When seeking production of documents from a non-party, it is important to remember that it is not sufficient to only show relevance; it must also be unfair to proceed to trial without the documents.
In Boucher (Litigation Guardian of) v. Charles, 2013 ONSC 3120 (S.C.J.), the plaintiffs brought a r. 30.10 motion to obtain documents from a non-party, the Special Investigations Unit (SIU). The action arose out of an accident between a cyclist and a police motor vehicle. The SIU conducted an investigation and concluded there were no grounds to lay criminal charges against the officer.
In a r. 30.10 motion for production of documents from a non-party, the moving party must satisfy a two-part test: 1) the document must be relevant to a material issue in the action and, 2) it would be unfair to proceed to trial without having discovery of the document. The test sets a high bar and is permissive rather than mandatory (i.e. if it is met, the Court may order production).
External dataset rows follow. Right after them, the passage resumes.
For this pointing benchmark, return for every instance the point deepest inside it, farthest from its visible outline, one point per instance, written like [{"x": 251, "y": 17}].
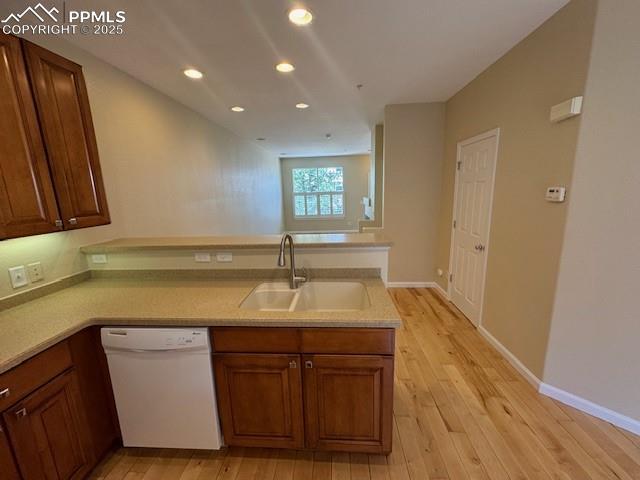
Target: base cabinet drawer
[
  {"x": 47, "y": 431},
  {"x": 260, "y": 399},
  {"x": 348, "y": 402}
]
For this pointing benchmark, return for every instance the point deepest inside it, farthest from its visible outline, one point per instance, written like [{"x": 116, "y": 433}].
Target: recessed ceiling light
[
  {"x": 300, "y": 16},
  {"x": 285, "y": 67},
  {"x": 193, "y": 73}
]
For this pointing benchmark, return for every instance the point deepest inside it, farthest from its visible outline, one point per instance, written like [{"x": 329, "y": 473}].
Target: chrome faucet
[{"x": 294, "y": 280}]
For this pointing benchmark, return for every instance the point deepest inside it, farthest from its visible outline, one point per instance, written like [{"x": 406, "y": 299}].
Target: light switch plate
[
  {"x": 99, "y": 258},
  {"x": 35, "y": 272},
  {"x": 224, "y": 257},
  {"x": 202, "y": 257},
  {"x": 18, "y": 276}
]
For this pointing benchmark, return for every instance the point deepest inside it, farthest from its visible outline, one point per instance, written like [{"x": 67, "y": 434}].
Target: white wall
[
  {"x": 167, "y": 171},
  {"x": 593, "y": 347}
]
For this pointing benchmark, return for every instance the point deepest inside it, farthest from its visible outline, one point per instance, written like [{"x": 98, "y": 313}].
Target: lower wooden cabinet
[
  {"x": 326, "y": 389},
  {"x": 348, "y": 400},
  {"x": 260, "y": 400},
  {"x": 48, "y": 432},
  {"x": 8, "y": 466}
]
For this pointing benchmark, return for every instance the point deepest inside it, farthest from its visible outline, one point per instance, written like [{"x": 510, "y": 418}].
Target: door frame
[{"x": 483, "y": 136}]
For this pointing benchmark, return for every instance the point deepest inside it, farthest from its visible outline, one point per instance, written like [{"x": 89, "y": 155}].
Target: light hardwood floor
[{"x": 461, "y": 412}]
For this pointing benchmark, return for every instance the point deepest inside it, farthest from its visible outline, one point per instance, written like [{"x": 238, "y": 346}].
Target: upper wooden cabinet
[
  {"x": 27, "y": 201},
  {"x": 50, "y": 176},
  {"x": 65, "y": 119}
]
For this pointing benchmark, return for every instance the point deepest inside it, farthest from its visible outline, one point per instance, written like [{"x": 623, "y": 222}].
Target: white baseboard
[
  {"x": 410, "y": 284},
  {"x": 562, "y": 396},
  {"x": 440, "y": 290},
  {"x": 511, "y": 358},
  {"x": 591, "y": 408}
]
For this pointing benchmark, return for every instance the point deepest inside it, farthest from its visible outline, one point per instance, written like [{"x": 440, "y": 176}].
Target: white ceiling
[{"x": 400, "y": 50}]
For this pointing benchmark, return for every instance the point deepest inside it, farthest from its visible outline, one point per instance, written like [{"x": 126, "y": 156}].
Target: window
[{"x": 318, "y": 192}]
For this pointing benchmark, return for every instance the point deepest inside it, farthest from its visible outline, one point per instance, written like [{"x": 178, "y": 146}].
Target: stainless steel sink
[{"x": 312, "y": 296}]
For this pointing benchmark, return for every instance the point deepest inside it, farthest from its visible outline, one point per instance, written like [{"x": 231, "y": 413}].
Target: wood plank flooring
[{"x": 461, "y": 412}]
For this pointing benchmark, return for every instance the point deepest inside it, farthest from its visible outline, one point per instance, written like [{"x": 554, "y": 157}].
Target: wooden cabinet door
[
  {"x": 27, "y": 202},
  {"x": 65, "y": 119},
  {"x": 47, "y": 432},
  {"x": 90, "y": 365},
  {"x": 8, "y": 468},
  {"x": 348, "y": 402},
  {"x": 260, "y": 400}
]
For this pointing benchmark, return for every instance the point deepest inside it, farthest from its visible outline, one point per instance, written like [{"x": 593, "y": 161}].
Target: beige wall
[
  {"x": 167, "y": 171},
  {"x": 515, "y": 94},
  {"x": 356, "y": 186},
  {"x": 593, "y": 347},
  {"x": 376, "y": 169},
  {"x": 413, "y": 152}
]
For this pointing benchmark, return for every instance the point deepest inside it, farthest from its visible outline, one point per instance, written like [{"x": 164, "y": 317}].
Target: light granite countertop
[
  {"x": 32, "y": 327},
  {"x": 250, "y": 242}
]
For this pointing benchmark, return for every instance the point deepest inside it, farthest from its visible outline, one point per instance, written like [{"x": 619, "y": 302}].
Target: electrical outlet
[
  {"x": 18, "y": 276},
  {"x": 35, "y": 272},
  {"x": 202, "y": 257},
  {"x": 224, "y": 257},
  {"x": 99, "y": 258}
]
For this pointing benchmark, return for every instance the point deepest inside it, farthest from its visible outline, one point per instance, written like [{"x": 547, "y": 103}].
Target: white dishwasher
[{"x": 163, "y": 386}]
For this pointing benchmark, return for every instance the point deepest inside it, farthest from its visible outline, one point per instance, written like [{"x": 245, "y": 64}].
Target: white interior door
[{"x": 472, "y": 216}]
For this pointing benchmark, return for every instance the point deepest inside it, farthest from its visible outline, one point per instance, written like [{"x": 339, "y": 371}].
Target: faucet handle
[{"x": 299, "y": 279}]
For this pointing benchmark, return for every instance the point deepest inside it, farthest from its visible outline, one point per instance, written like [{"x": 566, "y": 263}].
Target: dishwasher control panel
[{"x": 139, "y": 338}]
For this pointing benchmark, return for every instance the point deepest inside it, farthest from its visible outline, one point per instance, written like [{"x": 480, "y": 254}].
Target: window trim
[
  {"x": 318, "y": 217},
  {"x": 294, "y": 194}
]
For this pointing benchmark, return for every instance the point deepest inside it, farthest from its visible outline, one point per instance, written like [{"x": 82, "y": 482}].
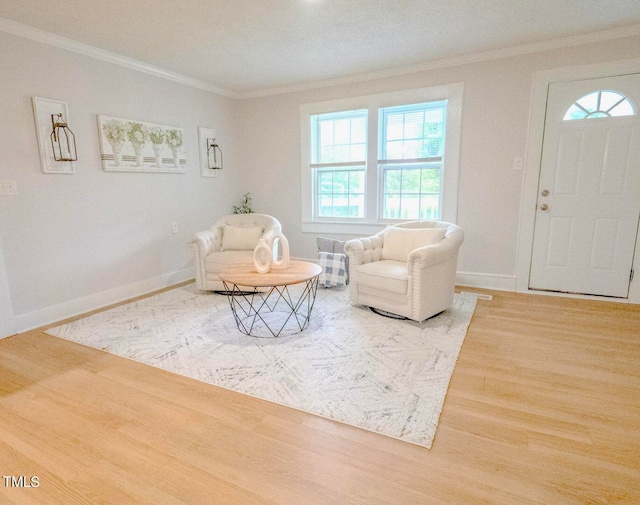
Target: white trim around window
[{"x": 452, "y": 93}]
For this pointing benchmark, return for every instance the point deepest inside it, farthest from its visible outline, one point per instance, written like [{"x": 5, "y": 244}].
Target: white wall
[
  {"x": 7, "y": 322},
  {"x": 72, "y": 243},
  {"x": 76, "y": 242},
  {"x": 497, "y": 95}
]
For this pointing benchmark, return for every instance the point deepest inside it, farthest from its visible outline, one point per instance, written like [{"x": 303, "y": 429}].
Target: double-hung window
[
  {"x": 410, "y": 160},
  {"x": 338, "y": 160},
  {"x": 374, "y": 160}
]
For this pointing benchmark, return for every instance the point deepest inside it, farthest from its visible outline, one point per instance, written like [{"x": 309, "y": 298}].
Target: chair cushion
[
  {"x": 217, "y": 261},
  {"x": 235, "y": 238},
  {"x": 399, "y": 242},
  {"x": 387, "y": 275}
]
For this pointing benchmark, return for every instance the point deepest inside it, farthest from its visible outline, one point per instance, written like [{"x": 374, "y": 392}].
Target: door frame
[{"x": 533, "y": 159}]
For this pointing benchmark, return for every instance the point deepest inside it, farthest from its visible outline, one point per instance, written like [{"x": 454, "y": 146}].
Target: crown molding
[
  {"x": 35, "y": 34},
  {"x": 44, "y": 37},
  {"x": 547, "y": 45}
]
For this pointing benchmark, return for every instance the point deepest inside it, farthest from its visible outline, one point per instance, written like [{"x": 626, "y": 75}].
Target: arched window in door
[{"x": 601, "y": 103}]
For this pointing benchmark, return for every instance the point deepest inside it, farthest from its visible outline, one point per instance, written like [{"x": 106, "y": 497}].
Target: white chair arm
[
  {"x": 204, "y": 242},
  {"x": 363, "y": 250},
  {"x": 437, "y": 253}
]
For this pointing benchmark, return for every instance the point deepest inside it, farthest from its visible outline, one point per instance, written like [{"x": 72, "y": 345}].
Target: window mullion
[{"x": 372, "y": 193}]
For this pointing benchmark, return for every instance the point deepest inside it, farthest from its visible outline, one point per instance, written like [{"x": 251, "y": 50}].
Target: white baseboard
[
  {"x": 486, "y": 281},
  {"x": 49, "y": 315}
]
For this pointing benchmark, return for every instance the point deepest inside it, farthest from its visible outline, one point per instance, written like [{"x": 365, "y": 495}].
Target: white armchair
[
  {"x": 408, "y": 269},
  {"x": 229, "y": 241}
]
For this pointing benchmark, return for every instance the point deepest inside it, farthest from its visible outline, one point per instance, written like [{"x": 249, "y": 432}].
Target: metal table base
[{"x": 272, "y": 313}]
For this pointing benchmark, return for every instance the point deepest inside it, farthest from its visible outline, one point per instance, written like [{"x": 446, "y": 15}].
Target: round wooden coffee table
[{"x": 273, "y": 304}]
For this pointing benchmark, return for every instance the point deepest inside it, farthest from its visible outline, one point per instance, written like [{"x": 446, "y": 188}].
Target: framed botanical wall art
[{"x": 137, "y": 146}]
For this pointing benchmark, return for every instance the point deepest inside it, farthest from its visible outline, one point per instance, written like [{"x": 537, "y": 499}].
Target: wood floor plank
[{"x": 543, "y": 409}]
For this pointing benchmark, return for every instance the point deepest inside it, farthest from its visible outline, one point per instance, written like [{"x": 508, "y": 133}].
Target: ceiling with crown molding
[{"x": 247, "y": 47}]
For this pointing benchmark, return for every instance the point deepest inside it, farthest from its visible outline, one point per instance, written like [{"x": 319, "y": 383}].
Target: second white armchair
[
  {"x": 408, "y": 269},
  {"x": 229, "y": 241}
]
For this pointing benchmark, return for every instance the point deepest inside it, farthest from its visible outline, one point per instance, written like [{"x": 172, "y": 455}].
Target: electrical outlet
[{"x": 8, "y": 188}]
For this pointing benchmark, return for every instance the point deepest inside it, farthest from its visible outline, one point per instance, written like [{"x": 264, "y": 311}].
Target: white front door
[{"x": 588, "y": 206}]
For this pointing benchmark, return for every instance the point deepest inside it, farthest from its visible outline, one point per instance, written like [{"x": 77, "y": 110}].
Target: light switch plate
[{"x": 8, "y": 188}]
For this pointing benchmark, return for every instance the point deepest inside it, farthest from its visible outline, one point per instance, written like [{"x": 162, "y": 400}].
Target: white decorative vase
[
  {"x": 283, "y": 262},
  {"x": 262, "y": 257}
]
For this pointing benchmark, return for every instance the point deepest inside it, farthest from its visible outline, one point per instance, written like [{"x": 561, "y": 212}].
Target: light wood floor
[{"x": 543, "y": 408}]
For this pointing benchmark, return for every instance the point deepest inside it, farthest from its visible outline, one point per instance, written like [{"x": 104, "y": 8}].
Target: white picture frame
[
  {"x": 43, "y": 109},
  {"x": 205, "y": 133},
  {"x": 128, "y": 145}
]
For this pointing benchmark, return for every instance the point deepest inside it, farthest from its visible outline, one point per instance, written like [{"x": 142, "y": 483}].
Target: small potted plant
[{"x": 244, "y": 207}]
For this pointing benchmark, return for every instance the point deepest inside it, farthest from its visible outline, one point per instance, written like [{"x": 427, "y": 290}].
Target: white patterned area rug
[{"x": 351, "y": 365}]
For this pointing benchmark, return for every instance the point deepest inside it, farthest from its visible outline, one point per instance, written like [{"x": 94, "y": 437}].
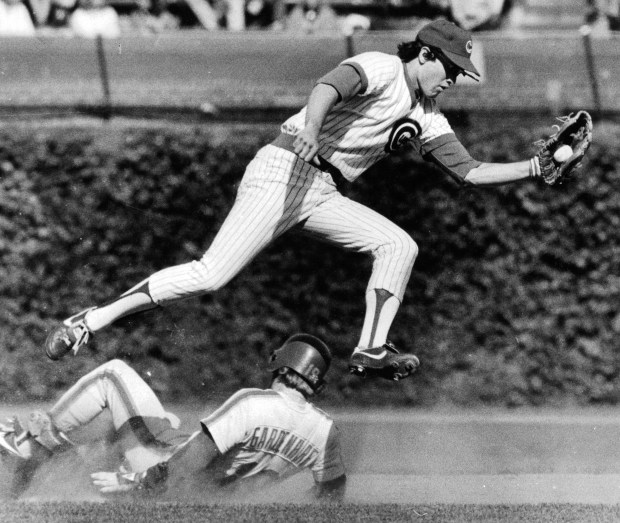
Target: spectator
[
  {"x": 60, "y": 12},
  {"x": 15, "y": 19},
  {"x": 476, "y": 14},
  {"x": 259, "y": 14},
  {"x": 150, "y": 17},
  {"x": 94, "y": 18},
  {"x": 312, "y": 16},
  {"x": 603, "y": 16}
]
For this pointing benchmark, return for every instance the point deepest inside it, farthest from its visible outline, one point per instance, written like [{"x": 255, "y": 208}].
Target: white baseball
[{"x": 562, "y": 153}]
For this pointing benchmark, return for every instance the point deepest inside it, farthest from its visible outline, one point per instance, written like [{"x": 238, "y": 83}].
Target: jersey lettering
[{"x": 289, "y": 446}]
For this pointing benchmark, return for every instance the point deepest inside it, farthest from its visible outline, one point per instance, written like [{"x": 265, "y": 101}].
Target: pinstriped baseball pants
[
  {"x": 146, "y": 432},
  {"x": 279, "y": 191}
]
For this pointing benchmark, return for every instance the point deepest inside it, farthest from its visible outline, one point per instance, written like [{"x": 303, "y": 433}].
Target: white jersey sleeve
[
  {"x": 231, "y": 423},
  {"x": 375, "y": 71},
  {"x": 329, "y": 464},
  {"x": 431, "y": 120}
]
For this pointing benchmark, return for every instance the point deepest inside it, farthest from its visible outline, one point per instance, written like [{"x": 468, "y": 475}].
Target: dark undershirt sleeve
[
  {"x": 450, "y": 156},
  {"x": 345, "y": 79}
]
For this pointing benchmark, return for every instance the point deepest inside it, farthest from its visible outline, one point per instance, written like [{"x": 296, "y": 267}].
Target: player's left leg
[
  {"x": 145, "y": 431},
  {"x": 356, "y": 227}
]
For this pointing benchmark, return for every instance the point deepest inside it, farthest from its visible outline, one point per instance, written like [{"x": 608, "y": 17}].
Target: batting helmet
[{"x": 305, "y": 355}]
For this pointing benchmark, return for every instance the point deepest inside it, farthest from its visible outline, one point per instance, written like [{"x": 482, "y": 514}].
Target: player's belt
[{"x": 285, "y": 141}]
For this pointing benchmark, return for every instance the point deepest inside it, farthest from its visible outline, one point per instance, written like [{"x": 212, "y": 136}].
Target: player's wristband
[{"x": 535, "y": 171}]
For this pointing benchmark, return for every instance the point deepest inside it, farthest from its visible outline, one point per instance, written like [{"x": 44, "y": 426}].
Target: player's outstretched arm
[
  {"x": 322, "y": 99},
  {"x": 499, "y": 173},
  {"x": 193, "y": 455}
]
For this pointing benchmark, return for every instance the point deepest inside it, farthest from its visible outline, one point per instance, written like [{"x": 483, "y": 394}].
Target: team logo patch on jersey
[{"x": 403, "y": 131}]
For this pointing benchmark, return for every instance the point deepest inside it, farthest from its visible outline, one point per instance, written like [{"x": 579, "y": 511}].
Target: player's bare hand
[
  {"x": 115, "y": 482},
  {"x": 306, "y": 144}
]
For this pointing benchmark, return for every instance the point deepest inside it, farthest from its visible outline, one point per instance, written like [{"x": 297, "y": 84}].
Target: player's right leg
[
  {"x": 27, "y": 446},
  {"x": 265, "y": 207},
  {"x": 354, "y": 226}
]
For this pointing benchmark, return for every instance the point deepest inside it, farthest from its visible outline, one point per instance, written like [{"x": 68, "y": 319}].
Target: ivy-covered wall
[{"x": 513, "y": 299}]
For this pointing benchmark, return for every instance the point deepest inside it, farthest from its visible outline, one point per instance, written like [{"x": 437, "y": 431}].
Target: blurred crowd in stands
[{"x": 112, "y": 18}]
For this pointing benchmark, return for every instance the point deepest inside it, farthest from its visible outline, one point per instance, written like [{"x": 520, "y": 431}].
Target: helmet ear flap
[{"x": 318, "y": 389}]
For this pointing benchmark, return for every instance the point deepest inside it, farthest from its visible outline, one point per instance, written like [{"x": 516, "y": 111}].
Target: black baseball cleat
[
  {"x": 70, "y": 336},
  {"x": 384, "y": 362}
]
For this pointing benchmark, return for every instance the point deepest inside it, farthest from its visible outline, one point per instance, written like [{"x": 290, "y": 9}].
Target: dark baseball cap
[{"x": 454, "y": 41}]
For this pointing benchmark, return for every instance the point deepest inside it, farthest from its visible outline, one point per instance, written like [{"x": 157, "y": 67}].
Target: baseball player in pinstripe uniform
[
  {"x": 368, "y": 106},
  {"x": 256, "y": 436}
]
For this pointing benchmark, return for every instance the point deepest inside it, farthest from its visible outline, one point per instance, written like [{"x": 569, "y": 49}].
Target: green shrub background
[{"x": 513, "y": 299}]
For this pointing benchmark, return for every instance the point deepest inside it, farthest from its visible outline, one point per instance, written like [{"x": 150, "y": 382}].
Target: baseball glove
[{"x": 576, "y": 132}]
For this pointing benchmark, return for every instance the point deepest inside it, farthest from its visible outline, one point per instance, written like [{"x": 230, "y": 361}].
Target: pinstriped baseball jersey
[
  {"x": 277, "y": 432},
  {"x": 355, "y": 133}
]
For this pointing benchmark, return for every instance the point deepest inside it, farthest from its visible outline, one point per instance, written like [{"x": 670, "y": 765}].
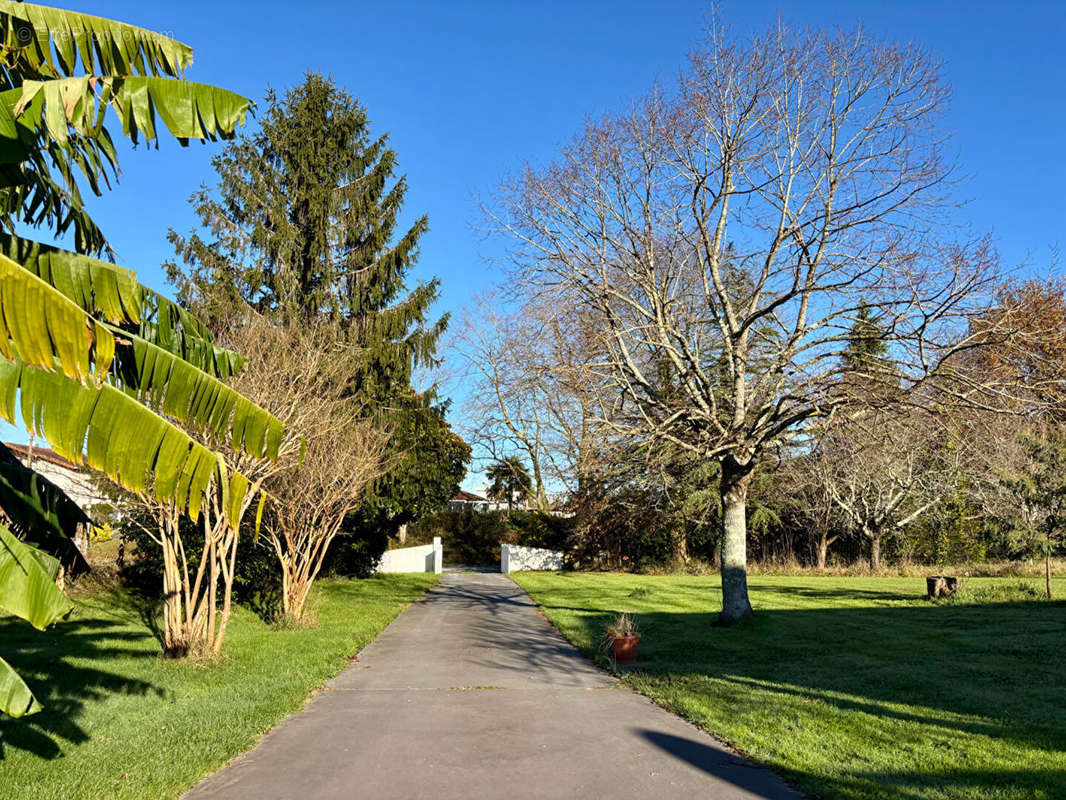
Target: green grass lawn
[
  {"x": 120, "y": 722},
  {"x": 850, "y": 687}
]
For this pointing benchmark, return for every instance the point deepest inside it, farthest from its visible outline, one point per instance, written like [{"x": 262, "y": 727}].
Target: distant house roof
[
  {"x": 462, "y": 496},
  {"x": 41, "y": 452}
]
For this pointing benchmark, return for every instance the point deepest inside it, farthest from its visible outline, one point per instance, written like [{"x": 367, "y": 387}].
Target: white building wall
[
  {"x": 514, "y": 558},
  {"x": 423, "y": 558}
]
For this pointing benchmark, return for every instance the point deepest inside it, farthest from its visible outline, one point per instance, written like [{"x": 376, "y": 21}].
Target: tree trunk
[
  {"x": 822, "y": 550},
  {"x": 874, "y": 537},
  {"x": 736, "y": 478},
  {"x": 679, "y": 545},
  {"x": 1047, "y": 565}
]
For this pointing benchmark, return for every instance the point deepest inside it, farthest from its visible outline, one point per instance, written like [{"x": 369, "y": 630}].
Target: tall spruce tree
[{"x": 304, "y": 225}]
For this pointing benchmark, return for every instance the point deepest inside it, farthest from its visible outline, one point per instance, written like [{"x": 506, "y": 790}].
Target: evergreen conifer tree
[{"x": 304, "y": 225}]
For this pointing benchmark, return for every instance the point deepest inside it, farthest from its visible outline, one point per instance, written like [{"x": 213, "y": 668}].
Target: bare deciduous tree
[
  {"x": 330, "y": 456},
  {"x": 530, "y": 390},
  {"x": 736, "y": 232}
]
The SIU conceded relevance of all of its documents except for statements from two civilian witnesses who did not witness the event. Master McAfee held that the documents were relevant, but the plaintiffs were not able to meet the second part of the test. The witnesses had not consented to release of their statements, and the statements of witnesses given to police officers had been produced in the police file. Master McAfee also considered the public interest. The efficacy of the SIU's investigative process and its ability to discharge its mandate depends on maintaining the confidence of witnesses.
Master McAfee ordered production of a statement by a deceased witness as he would not be available to testify at trial or to provide consent to release the statement. The plaintiffs were not able to show that they would be prejudiced by proceeding to trial without the remaining documents.